Я понял, меня не расстреляют. Значит, Фрося не сказала ничего. О том, что я воевал на стороне АТО и что я стрелял в нее. У меня возникло раздвоение души. Ломки еще приходили, но не такие мучительные, как та, первая. Меня крутило, как в столбняке, я задыхался, но терпеть это было можно. Когда меня ломало, я ощущал себя украинцем, и как будто бы меня пытают ополченцы. Ведь они тоже сражались за идею. Мы за идею, и они за идею. Поросенок пытался сто раз втолковать мне, за какую. И ему это, в общем и целом, удалось. Я понял их идею. Я видел: у них своя тут родина, своя мать-земля, и то, что один огромный кусок их земли захотел от них отколоться, после того, как Россия вроде как без спросу взяла себе другой такой же огромный кусок, это бесило их, у них по этому поводу была своя ломка, их всех так же мучительно корежило и вертело. Крым! Что толку, что там люди захотели скопом перевалить в Россию и все проголосовали за это. Тому голосованию, я понял, на Украине никто не верил.

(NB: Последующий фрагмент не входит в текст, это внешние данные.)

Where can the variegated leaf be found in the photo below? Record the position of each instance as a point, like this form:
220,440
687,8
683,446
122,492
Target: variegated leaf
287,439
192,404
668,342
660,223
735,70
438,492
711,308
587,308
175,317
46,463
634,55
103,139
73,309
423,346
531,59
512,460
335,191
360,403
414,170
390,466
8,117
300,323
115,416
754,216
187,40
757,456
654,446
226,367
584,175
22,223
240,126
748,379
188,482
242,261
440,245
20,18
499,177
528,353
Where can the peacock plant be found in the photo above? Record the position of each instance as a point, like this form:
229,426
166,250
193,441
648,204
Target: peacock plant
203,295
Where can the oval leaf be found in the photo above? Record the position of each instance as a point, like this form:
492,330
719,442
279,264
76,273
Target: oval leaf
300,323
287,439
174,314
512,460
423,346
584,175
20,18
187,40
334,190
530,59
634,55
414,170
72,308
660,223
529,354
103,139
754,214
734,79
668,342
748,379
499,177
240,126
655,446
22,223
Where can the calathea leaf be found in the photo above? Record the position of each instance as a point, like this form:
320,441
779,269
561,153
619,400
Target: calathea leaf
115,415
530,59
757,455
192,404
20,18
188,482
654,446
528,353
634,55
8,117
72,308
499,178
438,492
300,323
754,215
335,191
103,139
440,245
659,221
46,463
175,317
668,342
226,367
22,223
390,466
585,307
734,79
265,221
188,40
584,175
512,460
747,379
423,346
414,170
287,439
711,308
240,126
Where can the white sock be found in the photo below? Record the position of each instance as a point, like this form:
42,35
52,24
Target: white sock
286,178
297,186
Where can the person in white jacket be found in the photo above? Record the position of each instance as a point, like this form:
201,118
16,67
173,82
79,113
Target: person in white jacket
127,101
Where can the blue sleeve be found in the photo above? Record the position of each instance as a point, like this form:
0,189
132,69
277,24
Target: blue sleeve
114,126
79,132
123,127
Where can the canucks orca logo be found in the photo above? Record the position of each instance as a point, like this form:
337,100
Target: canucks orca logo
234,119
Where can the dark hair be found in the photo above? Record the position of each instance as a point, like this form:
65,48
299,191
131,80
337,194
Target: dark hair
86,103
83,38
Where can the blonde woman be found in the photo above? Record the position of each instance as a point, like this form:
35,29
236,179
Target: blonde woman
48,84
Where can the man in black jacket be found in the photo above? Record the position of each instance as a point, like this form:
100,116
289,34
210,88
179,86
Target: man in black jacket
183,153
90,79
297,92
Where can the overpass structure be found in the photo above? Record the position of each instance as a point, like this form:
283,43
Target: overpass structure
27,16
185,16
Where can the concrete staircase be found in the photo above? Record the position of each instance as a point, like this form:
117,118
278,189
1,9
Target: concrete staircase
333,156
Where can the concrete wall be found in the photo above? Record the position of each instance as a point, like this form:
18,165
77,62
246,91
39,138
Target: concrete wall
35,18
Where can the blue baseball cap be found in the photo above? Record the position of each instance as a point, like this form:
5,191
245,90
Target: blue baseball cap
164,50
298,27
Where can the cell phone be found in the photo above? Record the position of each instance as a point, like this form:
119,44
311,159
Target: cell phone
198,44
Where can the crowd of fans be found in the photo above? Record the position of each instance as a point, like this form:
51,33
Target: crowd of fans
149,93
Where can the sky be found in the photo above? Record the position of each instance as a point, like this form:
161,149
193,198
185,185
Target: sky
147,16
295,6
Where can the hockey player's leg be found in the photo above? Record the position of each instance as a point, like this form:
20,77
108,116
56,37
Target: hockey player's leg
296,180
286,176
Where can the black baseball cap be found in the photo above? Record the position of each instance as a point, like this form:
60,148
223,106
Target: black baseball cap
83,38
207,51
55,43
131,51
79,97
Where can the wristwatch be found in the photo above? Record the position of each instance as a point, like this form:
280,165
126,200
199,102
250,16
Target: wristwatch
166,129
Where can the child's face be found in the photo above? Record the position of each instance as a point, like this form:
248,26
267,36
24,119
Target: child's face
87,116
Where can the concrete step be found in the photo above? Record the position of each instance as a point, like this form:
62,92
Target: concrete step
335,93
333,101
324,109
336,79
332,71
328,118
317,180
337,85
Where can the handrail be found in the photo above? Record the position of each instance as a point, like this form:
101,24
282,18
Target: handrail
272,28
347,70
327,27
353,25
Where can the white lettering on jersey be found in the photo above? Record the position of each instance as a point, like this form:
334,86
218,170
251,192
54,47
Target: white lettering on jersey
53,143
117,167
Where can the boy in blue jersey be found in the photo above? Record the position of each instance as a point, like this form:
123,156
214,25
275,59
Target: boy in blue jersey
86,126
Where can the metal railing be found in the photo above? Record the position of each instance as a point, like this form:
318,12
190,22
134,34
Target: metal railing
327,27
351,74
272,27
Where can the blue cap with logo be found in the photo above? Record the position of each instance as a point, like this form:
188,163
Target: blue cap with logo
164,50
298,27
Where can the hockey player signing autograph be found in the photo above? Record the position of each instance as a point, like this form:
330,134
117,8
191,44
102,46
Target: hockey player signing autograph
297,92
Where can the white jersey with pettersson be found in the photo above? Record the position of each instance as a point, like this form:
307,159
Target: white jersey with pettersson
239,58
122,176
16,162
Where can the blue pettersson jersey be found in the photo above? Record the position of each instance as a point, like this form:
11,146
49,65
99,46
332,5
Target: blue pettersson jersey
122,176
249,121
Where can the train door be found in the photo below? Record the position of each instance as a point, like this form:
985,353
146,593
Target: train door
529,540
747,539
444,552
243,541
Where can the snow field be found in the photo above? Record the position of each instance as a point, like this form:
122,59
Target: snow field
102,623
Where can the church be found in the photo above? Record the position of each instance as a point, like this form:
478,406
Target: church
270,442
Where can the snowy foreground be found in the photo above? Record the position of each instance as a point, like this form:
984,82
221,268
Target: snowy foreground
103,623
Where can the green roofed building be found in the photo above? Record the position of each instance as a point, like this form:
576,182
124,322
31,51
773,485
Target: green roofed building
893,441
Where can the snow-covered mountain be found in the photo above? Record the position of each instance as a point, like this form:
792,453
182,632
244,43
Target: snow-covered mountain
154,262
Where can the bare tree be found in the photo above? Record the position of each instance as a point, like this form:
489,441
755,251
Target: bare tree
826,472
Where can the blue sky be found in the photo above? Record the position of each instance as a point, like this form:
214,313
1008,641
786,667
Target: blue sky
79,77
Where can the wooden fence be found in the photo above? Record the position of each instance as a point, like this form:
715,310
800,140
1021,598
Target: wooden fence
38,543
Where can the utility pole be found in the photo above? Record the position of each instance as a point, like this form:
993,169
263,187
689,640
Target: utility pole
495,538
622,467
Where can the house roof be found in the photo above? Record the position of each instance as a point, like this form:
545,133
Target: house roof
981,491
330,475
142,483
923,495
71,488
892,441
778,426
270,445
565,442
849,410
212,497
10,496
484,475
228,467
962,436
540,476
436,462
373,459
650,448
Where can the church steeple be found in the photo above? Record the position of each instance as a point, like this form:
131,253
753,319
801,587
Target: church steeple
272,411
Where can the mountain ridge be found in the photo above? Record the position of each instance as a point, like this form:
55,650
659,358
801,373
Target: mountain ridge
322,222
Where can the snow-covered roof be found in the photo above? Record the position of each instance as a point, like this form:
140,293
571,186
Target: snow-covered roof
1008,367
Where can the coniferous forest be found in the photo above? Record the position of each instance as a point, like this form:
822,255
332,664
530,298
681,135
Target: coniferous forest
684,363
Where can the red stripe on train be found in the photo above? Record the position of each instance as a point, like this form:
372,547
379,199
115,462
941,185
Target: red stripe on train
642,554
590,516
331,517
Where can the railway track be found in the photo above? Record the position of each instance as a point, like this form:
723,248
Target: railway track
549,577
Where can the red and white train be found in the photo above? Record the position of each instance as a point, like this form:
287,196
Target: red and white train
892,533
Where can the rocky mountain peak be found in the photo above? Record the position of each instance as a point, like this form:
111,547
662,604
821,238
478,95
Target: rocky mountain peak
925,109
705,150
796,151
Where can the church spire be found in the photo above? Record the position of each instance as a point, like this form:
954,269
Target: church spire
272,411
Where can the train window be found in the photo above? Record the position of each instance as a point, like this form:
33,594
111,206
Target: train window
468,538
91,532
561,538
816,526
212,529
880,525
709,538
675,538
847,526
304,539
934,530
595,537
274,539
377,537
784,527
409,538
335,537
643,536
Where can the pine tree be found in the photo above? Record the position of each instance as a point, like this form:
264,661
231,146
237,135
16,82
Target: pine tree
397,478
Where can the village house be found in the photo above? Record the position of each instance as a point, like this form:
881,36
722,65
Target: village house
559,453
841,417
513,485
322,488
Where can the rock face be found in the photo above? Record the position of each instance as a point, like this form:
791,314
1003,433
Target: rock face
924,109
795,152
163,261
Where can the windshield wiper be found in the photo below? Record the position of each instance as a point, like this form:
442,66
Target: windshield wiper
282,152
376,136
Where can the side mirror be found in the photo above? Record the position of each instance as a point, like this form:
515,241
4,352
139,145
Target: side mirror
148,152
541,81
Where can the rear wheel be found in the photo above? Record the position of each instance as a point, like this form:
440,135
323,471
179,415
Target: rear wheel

Русский Крым всех взбесил. Мы-то радовались, мы прыгали, пели и плясали: «Крым вернулся! вернулась к нам наша земля!» – а украинцы скрипели зубами, вот что. А тут еще Донбасс. Взбеситься можно по полной программе. Когда мне Поросенок все это вешал на уши, я видел, как настоящее страдание уродует его лоб и рот. Он стонал, кричал, как от боли. «Никогда Украина не будет вашей! С нас довольно ваших красных советских годов! Это была целая вечность, вашего красного ига, пес знает, как мы ее пережили! Но теперь мы независимые! От вас, убийц! Не-за-леж-ны-е, ты понял, понял?!» Я кивал. Он разрешал мне только кивать.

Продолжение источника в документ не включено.